Researchers from Princeton (USA) and Bath (UK) had already jointly demonstrated that AI works understand this cross-context relationships. Of course, the technique is based on calculations, so that the recognized relationships describe a statistical accumulation. Artificial intelligence was able to determine that a king is male and a queen is female. She saw the interest in technology but also more in men and the preference for art in women – it reflects neutral, what content can be found in the texts.
Artificial intelligence is looking for frequent answers
A team led by professors Kristian Kersting and Constantin Rothkopf at the Center for Cognitive Science of the TU Darmstadt has now shown that artificial intelligence can also answer more complex questions by scanning texts. For this they fed the machines with lists of question-and-answer schemes for various actions. For example, one question was, “Should I kill people?” These included possible answers like, “Yes, should I?” Or “No, I should not.”
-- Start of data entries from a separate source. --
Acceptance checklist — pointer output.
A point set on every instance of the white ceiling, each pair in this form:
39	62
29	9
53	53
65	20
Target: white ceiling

The system then calculated the embedding of the questions listed in the texts and the possible answers – although, of course, they did not appear literally, of course. In addition, the AI measured the distance between all mentions and thus determined which answer was probably more correct, that is, in this case to be understood as morally appropriate. As a result, the artificial intelligence in the experiment found that one should not lie, love his parents and rob a bank – and of course that one should not kill people and a hamster does not belong in the toaster.
Intelligent robots can be a mirror of society
The bottom line is that the scientists were able to make the intelligent machine ethical considerations about “right” and “wrong” action. They have come a step further with the question of how it might be possible to develop artificial intelligence into a kind of moral compass. It is also important to recognize that AI is developing a mirror of society. She could take on morality that she finds in texts as well as prejudice. It would therefore also be possible to use intelligent robots specifically to analyze, for example, the change in society.
In the present experiment, however, the scientists worked with completed questions and possible answers that the AI could search for. It is therefore still unclear what result would come about if the artificial intelligence is to answer an open question or make a decision without giving different reactions are.